I'm doubtful we'll ever solve, or even greatly reduce, the child abuse issue, on a human level. I don't see that we (as in, the humanity) ever solved a people problem. I think with technology, we could at least try to work out something that amplify it further. Similar to how we have a framework on how to behave well, codified and enforced as law, instead of systems that would produce humans that don't do those things in the first place.

When you try to remove a bug from code, sometimes you make the bug to be more nuanced and hidden from plain sight.

I am not sure if you can remove crimes with surveillance. Maybe people will just hide deeper. The government will receive 'new powers', but crimes will not be solved.

But maybe after all that is the end goal. To win the "Crypto wars". Not to solve crimes.

How many cases where solved because of Patriot Act?

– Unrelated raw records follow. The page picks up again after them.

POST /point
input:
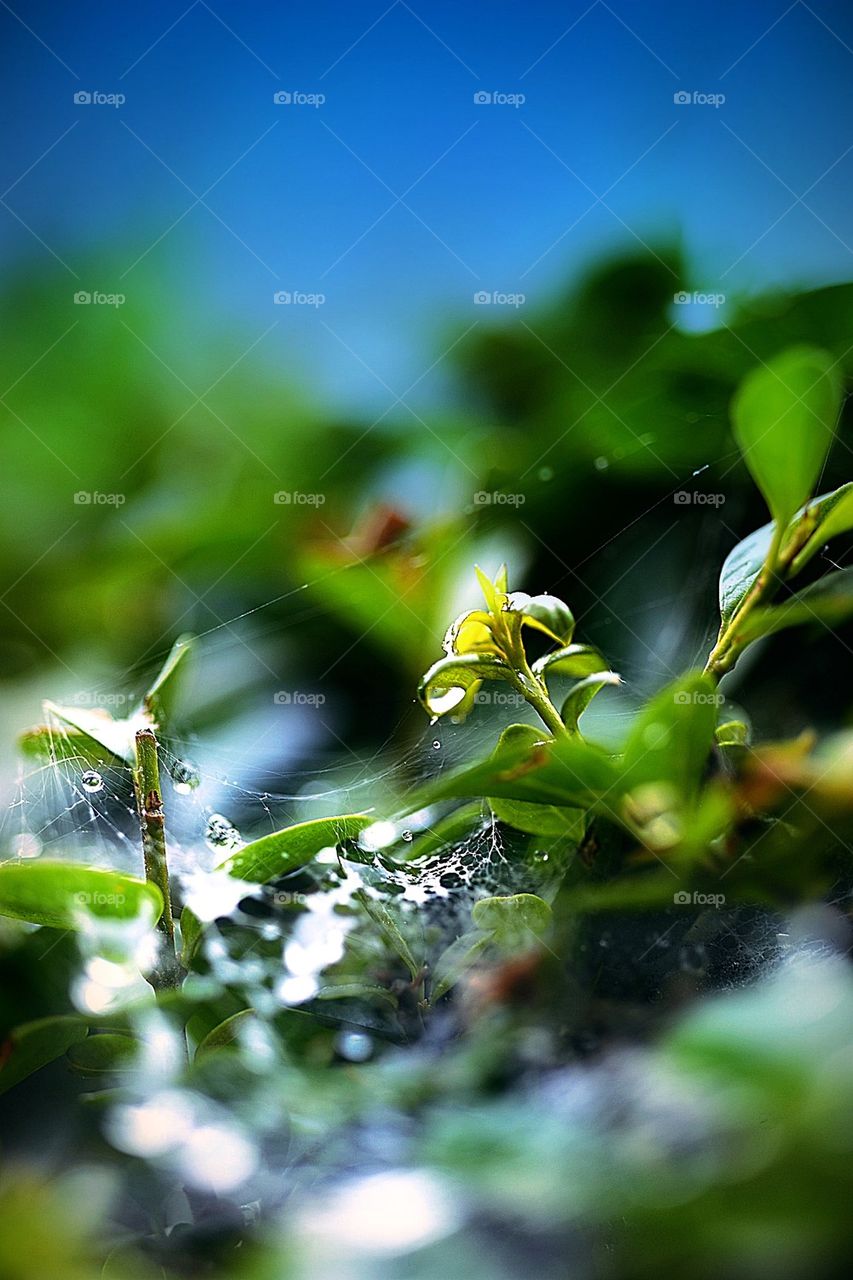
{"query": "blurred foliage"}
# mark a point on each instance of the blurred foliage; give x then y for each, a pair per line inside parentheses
(541, 1043)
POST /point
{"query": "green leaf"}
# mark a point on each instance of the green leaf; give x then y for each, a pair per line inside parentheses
(356, 991)
(575, 661)
(60, 895)
(389, 929)
(456, 960)
(452, 681)
(570, 772)
(33, 1045)
(162, 699)
(546, 613)
(733, 734)
(784, 417)
(829, 600)
(671, 737)
(284, 850)
(114, 736)
(583, 694)
(104, 1054)
(191, 933)
(450, 830)
(511, 919)
(536, 819)
(226, 1034)
(833, 515)
(71, 745)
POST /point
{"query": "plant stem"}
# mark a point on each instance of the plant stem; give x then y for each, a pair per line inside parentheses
(149, 801)
(726, 649)
(536, 695)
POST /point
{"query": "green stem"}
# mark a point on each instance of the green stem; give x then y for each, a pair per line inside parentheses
(149, 803)
(726, 649)
(536, 695)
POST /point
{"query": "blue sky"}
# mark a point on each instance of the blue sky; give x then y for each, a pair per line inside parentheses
(400, 196)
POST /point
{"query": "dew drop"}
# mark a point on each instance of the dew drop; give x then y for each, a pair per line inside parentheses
(26, 845)
(220, 833)
(185, 777)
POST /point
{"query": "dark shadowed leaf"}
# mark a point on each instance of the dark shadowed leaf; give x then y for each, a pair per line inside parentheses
(33, 1045)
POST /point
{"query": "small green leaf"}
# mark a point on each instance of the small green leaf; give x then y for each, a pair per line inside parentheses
(104, 1054)
(575, 661)
(389, 929)
(740, 568)
(226, 1034)
(60, 895)
(114, 736)
(284, 850)
(452, 681)
(569, 771)
(71, 745)
(784, 417)
(191, 933)
(833, 516)
(33, 1045)
(671, 737)
(733, 734)
(546, 613)
(583, 693)
(536, 819)
(456, 960)
(510, 920)
(829, 600)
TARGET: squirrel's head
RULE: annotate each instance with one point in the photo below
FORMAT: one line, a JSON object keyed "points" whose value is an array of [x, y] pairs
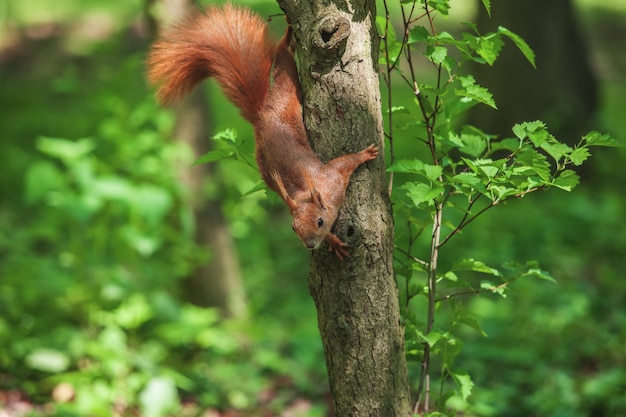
{"points": [[312, 217]]}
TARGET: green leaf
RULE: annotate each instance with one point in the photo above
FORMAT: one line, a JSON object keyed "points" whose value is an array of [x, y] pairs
{"points": [[476, 266], [391, 41], [431, 338], [159, 398], [467, 178], [487, 5], [422, 193], [496, 289], [418, 34], [436, 53], [579, 155], [538, 273], [489, 48], [473, 323], [441, 6], [489, 170], [412, 166], [536, 161], [48, 360], [474, 91], [594, 138], [555, 149], [525, 129], [473, 145], [215, 155], [64, 149], [464, 382], [228, 135], [567, 180], [433, 172], [520, 43]]}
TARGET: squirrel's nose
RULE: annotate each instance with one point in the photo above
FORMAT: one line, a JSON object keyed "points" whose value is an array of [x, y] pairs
{"points": [[311, 243]]}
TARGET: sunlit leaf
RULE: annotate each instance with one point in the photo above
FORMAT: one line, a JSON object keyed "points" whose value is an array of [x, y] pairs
{"points": [[556, 150], [487, 6], [489, 48], [48, 360], [442, 6], [476, 266], [64, 149], [464, 382], [436, 53], [422, 193], [475, 92], [579, 155], [567, 180], [159, 398], [594, 138], [418, 34]]}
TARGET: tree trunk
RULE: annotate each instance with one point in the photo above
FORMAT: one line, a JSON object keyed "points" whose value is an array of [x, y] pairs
{"points": [[218, 282], [562, 91], [356, 300]]}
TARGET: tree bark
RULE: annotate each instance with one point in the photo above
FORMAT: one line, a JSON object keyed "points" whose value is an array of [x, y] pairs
{"points": [[217, 283], [356, 300]]}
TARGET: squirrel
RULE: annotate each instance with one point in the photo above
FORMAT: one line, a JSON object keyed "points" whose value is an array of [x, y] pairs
{"points": [[259, 75]]}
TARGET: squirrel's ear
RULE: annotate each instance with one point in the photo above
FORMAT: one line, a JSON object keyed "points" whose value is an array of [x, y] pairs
{"points": [[282, 191], [317, 198]]}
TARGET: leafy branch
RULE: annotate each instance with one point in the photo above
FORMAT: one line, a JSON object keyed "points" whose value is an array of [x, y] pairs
{"points": [[465, 168]]}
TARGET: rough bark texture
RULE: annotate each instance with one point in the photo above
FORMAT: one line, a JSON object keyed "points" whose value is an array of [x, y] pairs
{"points": [[356, 300]]}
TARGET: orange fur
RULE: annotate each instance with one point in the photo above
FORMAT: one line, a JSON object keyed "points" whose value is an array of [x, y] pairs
{"points": [[260, 77]]}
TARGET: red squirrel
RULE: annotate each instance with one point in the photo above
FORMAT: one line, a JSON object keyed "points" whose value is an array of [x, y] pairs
{"points": [[259, 76]]}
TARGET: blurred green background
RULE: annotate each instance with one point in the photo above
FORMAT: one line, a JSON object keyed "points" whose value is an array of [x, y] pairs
{"points": [[102, 259]]}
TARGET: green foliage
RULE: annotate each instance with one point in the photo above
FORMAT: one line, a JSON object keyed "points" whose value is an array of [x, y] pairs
{"points": [[459, 174], [96, 238]]}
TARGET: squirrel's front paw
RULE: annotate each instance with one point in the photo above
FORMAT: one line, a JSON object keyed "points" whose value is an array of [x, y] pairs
{"points": [[371, 152]]}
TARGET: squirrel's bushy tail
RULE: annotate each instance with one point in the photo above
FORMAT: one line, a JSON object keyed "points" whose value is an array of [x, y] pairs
{"points": [[227, 43]]}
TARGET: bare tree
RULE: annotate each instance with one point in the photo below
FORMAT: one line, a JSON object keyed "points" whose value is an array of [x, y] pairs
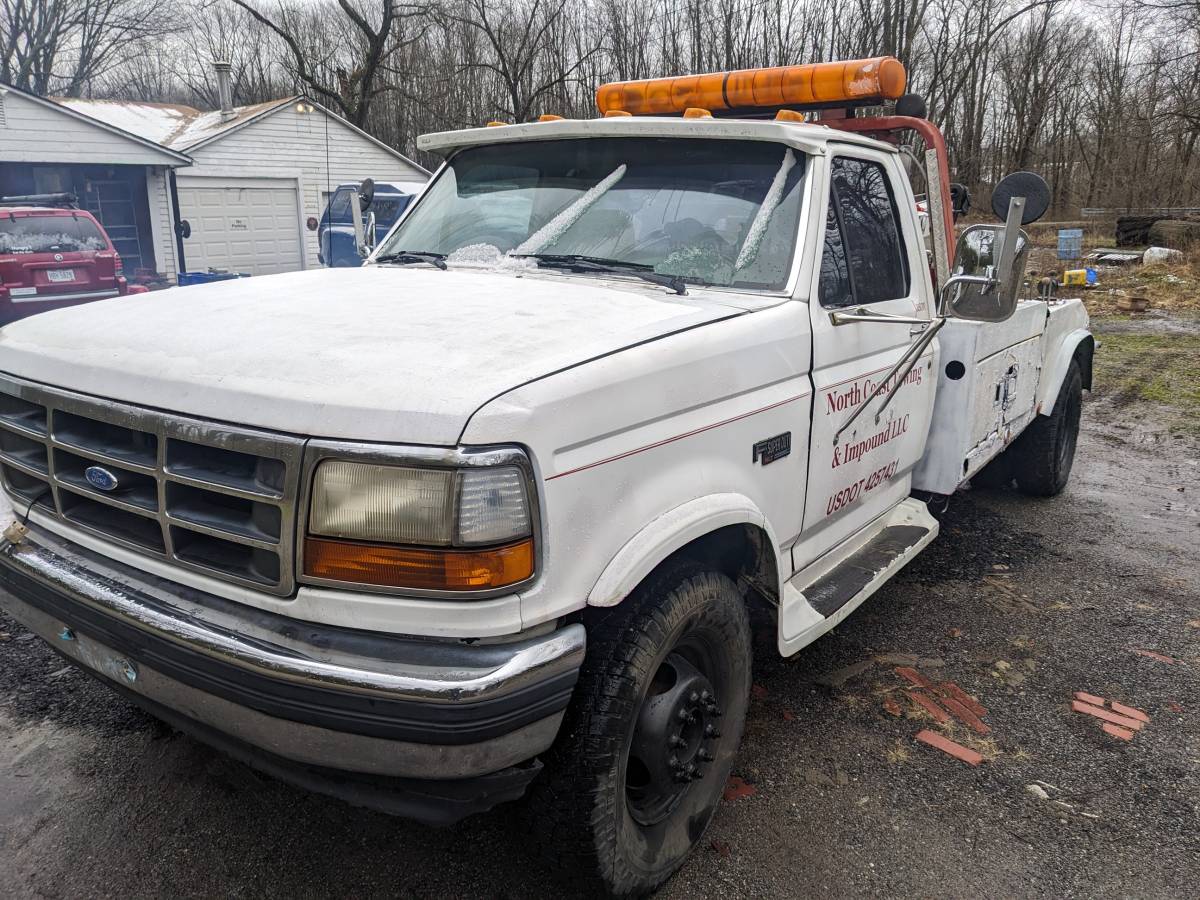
{"points": [[355, 64]]}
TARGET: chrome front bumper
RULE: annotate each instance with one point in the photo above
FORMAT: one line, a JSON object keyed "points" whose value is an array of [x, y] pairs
{"points": [[337, 699]]}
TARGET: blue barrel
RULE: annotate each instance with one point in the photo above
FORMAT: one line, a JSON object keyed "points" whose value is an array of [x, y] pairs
{"points": [[1071, 243]]}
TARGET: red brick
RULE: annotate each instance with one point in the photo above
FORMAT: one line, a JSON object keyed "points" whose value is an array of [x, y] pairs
{"points": [[1156, 654], [736, 787], [1119, 732], [948, 747], [913, 676], [930, 706], [966, 717], [1123, 721], [949, 689], [1132, 712]]}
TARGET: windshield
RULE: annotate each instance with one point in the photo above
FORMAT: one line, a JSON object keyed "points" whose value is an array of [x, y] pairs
{"points": [[711, 211], [49, 234]]}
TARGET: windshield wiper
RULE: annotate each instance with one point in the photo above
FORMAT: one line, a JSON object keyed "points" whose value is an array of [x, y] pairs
{"points": [[407, 257], [579, 263]]}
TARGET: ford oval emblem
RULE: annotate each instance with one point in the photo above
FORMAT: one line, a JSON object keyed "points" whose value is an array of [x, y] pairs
{"points": [[101, 478]]}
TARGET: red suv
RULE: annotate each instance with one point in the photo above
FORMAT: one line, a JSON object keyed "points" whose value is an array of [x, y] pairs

Computer security used as an adult babysitting tool, is ripe for abuse.
In French the autogenerated text is a (bad) joke. As an argument as to why the chat control law should not pass it’s saying chats are pets and are a part of the family! Because yes, chat means cat in French…

I stopped reading after that and increased my already great distaste for LLM and co.

It’s sad because we actually must stop chat control. It’s a terrible idea. (Like most EU regulations nowadays.)

What autogenerated French text? The only two languages offered seem to be English and German.
Scroll down to "Send your local member of the European Parliament an e-mail with the drafting help of GPT-3!"
Same thing in finnish, but a bit less worse. Starts almost sounding like a poorly translated scam email with some europatriotism mixed in.
[offtopic]

"You do not have access to stopchatcontrol.eu. The site owner may have set restrictions that prevent you from accessing the site." "Performance & security by Cloudflare"

Sigh... perhaps we should start "stopCloudflareAccessControl.eu".

[/offtopic]

Casual reminder there are talks to extend the reach of the chat control, now plenty of reactionary politicians wish it could also target regular criminal offenses, like drug dealing, or drag shows.
Copyright infringement will follow soon..
As software makers we can also apply pressure to governments through the software we make. Local government too often simply sighs off on what Brussels proposes. They don’t seem to realise that bad laws need to be rejected.

Software makers can choose to make licenses that disallow government use from governments that vote in these bas laws.